Rocks. They’re an original human tool and they’re still useful now. I arrive at my painting sites with nothing more than a paintbrush. Soft rocks are my pigments. Flat and rounded rocks act as mortars and pestles. Really flat rocks work for mulling. Even rocks that don’t look much like tools can be useful if you find their one flat edge. My industrially produced paintbrush serves as a bridge between geological deep time and the hectic extractive human world, giving me the easy precision I need to render the sharp edges of my inherited visual language.

Image of ochre-rich clays on the banks of the Salmon River.

Ochre-rich clays on the banks of the Salmon River, Oregon. Photo by Tilke Elkins.
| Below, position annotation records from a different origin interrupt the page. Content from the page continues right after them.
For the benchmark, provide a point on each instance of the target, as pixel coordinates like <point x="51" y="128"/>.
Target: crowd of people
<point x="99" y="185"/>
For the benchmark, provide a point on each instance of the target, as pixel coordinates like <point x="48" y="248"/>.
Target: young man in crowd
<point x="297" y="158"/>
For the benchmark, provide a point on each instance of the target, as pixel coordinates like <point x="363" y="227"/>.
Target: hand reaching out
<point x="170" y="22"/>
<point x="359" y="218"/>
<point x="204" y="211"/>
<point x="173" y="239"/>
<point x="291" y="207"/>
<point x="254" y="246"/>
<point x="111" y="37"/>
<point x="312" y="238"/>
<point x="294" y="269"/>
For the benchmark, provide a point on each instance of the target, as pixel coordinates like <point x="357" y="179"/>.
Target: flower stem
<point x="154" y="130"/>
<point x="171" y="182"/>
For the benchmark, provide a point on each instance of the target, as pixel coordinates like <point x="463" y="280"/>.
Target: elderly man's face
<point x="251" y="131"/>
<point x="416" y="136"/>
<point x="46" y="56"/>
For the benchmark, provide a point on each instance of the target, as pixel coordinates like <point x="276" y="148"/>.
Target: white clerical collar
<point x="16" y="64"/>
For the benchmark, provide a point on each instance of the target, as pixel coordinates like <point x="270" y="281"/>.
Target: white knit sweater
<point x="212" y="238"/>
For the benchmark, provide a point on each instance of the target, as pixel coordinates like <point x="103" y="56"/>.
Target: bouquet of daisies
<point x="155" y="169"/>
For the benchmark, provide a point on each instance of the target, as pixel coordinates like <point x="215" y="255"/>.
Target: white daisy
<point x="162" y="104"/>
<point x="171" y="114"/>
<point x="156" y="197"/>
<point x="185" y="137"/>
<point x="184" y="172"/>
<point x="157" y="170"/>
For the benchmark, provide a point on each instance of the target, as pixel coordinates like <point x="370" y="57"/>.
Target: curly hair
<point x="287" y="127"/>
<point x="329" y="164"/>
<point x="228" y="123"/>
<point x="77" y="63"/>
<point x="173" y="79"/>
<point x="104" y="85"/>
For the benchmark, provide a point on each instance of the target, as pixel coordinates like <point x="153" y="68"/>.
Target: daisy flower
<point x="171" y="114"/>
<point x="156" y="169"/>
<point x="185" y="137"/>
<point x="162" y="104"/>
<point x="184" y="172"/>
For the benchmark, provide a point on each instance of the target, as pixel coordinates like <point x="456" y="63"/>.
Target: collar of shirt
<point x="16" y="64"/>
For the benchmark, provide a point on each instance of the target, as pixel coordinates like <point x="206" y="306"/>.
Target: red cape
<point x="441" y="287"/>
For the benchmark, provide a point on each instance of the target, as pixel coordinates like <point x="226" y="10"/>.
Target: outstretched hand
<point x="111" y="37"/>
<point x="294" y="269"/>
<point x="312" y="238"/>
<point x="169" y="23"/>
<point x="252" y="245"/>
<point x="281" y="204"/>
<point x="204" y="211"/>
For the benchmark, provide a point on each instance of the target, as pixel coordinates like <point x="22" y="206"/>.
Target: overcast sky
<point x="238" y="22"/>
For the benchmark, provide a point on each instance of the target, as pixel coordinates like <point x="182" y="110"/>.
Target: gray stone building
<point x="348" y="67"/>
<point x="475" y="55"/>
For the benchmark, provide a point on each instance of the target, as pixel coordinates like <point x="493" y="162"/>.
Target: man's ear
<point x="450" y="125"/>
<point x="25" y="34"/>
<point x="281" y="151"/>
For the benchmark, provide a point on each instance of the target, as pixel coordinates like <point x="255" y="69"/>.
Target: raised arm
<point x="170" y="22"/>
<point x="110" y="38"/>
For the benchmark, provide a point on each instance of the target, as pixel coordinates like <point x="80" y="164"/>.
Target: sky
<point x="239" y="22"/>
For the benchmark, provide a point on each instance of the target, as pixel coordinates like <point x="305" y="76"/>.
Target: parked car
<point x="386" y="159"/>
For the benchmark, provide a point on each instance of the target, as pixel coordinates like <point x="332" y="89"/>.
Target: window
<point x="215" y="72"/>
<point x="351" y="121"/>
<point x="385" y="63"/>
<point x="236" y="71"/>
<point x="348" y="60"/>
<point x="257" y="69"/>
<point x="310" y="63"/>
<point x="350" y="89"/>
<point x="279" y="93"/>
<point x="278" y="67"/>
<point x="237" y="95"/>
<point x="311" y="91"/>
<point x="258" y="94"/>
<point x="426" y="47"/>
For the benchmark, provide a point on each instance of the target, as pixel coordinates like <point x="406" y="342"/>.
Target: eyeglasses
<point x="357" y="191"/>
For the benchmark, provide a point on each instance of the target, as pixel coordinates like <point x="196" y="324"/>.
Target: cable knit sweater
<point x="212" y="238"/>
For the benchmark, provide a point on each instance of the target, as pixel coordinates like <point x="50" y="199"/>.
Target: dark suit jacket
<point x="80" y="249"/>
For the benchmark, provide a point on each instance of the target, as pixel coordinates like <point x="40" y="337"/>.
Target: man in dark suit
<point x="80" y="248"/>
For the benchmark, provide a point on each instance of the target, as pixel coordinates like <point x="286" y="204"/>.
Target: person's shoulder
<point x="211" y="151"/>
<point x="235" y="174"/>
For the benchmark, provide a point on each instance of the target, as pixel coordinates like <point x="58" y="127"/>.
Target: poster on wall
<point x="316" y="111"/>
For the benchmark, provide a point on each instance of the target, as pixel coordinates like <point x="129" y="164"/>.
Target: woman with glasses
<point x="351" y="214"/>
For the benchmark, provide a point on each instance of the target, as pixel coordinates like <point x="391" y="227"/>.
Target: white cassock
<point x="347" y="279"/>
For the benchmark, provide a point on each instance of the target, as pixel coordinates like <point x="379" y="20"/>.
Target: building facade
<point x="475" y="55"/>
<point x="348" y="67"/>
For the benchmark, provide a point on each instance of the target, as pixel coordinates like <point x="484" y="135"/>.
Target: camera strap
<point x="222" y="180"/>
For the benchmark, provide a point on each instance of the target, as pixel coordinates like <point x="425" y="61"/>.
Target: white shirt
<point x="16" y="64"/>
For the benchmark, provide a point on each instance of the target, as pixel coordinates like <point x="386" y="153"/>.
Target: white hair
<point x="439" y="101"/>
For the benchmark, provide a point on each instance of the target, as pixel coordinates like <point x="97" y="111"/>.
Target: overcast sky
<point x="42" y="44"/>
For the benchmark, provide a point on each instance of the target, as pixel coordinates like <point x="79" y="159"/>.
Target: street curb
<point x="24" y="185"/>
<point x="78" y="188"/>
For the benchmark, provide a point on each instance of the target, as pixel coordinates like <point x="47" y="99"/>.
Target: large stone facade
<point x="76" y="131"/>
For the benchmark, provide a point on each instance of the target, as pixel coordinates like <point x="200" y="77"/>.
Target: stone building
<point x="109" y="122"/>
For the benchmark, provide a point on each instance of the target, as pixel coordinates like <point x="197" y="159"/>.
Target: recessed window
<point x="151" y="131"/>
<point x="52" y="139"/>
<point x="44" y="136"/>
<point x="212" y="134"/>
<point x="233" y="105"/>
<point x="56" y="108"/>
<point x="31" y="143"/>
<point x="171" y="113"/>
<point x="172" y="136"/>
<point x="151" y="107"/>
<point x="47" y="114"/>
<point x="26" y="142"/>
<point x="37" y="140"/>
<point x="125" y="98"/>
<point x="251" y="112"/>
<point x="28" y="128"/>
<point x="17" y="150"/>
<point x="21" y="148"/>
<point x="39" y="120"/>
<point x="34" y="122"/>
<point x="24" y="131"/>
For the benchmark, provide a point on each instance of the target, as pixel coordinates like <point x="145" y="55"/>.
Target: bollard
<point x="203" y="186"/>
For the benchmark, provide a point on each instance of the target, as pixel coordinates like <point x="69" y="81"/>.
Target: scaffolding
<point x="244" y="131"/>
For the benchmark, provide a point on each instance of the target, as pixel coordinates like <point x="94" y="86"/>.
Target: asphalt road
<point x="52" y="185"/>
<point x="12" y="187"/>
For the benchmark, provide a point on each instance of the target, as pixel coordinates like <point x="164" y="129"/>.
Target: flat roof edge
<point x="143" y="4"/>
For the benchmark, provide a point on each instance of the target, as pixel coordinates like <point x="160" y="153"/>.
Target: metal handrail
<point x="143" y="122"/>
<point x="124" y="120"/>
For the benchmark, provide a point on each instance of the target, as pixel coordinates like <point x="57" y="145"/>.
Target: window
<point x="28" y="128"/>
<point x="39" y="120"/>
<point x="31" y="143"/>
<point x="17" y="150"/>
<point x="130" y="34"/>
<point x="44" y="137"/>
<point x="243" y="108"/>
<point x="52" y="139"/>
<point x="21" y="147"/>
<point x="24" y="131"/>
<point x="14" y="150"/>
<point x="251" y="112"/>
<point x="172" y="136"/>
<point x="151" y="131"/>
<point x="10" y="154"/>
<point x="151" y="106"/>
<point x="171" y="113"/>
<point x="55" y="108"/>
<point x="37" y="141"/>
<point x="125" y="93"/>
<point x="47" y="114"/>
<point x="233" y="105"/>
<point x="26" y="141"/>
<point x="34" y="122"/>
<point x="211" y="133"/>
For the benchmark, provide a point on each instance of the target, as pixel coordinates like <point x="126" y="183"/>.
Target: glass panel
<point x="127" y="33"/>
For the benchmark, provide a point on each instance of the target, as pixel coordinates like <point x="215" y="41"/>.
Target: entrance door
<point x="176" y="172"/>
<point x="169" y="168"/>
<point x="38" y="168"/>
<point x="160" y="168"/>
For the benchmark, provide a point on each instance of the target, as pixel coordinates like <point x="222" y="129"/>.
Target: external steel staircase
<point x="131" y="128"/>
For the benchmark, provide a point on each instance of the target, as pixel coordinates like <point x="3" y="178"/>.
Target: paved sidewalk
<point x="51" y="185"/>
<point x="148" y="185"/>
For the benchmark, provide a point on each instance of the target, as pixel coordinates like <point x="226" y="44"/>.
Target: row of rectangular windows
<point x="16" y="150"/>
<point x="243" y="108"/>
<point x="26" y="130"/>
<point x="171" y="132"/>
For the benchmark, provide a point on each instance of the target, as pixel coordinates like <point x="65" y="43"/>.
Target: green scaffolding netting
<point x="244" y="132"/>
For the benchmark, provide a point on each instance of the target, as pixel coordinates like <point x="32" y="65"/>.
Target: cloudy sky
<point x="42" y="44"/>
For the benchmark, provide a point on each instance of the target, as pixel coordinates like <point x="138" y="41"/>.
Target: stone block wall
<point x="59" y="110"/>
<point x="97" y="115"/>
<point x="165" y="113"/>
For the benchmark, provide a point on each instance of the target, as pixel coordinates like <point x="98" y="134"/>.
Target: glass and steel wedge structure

Can you highlight some of your favorite projects and artworks created with pigments from the Ground Bright pigment subscription program?
Elaine Su-Hui—founder of Inner Fields, a social practice project building a culture of generosity and ecological wisdom—has made exquisite, mandala-like paintings with the full set of Ground Bright pigments. Poet and painter Daniela Naomi Molnar’s New Earth series incorporates the Ground Bright pigments into renderings of exposed shapes left by receding glaciers. Ink alchemist Thomas Little uses his contributed pigments, made with firearms dissolved in sulfuric acid, to collaborate with slime mold, creating exquisite networks of iron-carrying mycelial matter.

You publish a monthly newsletter called Pied Midden, which features interviews with wild pigment artists and researchers. Tell us about your favorite conversations.
A set of two interviews with Ngāti Awa / Ngāi Tūhoe / Ngāti Pūkeko artist Sarah Hudson, co-founder of the pigment research collective Kauae Raro, about contemporary pigment practices in Aotearoa (New Zealand) and the concept of being a good guest as a forager has been formative for me. I’ve also learned a great deal from conversations with Awabakal / Wonnarua / Bundjalung artist Melissa Ladkin about ochre protocols and reciprocal relationships with land. Textile artist and researcher Lucille Junkere offers potent reflections on the legacy of colonialism in African Caribbean textile history, and I was recently moved by a group interview with artist Heather Bird Harris, Atakapa-Ishak historian Jeffery U. Darensbourg, and wetland ecologist Ashley Booth about the rapid disappearance of the Louisiana coast. My ongoing dialog with Northwest Coast pigment researcher Melonie Ancheta continually informs my thinking.

Mineral pigments found and prepared on-site, flotsam driftwood by Tilke Elkins.

Tilke Elkins, 2023, Ceremony for Being With Nechesni, mineral pigments found and prepared on-site, flotsam driftwood, 49 x 36 in. Photo by Tilke Elkins.

Which craft artists, exhibitions, or projects do you think the world should know about, and why?
For me, the presence of materiality and skill as a feature of emotive and conceptual work signals an irrelevance to distinctions between art and craft. There’s a lot of pigment stuff happening this summer: form & concept's Wild Pigment Project group exhibition goes to NMSU’s University Art Museum with pigment sets, all the Ground Bright pigments, and work by more than a dozen of us pigment artists (June 22–September 16). Another group pigment show, Feeding the Unseen: Remediations of Earth, curated by Heidi Gustafson and Devon Deimler, runs June 3–July 30 at the Philosophical Research Society in Los Angeles. On July 22, WPP will launch the Pigments As Catalysts online talk series. The online Pigments Revealed Symposium 2023 is June 21–24, with a focus on sustainable pigment practices. I’ve got my eyes on the Kauae Raro Research Collective’s ongoing pigment knowledge sharing, and the just-launched C.R.A.F.T. (Centre for Retrofitting and Failure Techniques), planning a net-negative energy, wild pigment-centric printmaking studio on Hupacasath lands. Plus three new pigment books are coming out this year: Book of Earth by Heidi Gustafson, Found and Ground by Caroline Ross, and Gathering Colour by Caitlin ffrench. Other artists working with wild pigments to follow: painters Athena LaTocha, Ka’ila Farrell-Smith, and interdisciplinary artist and kapa maker Lehuauakea.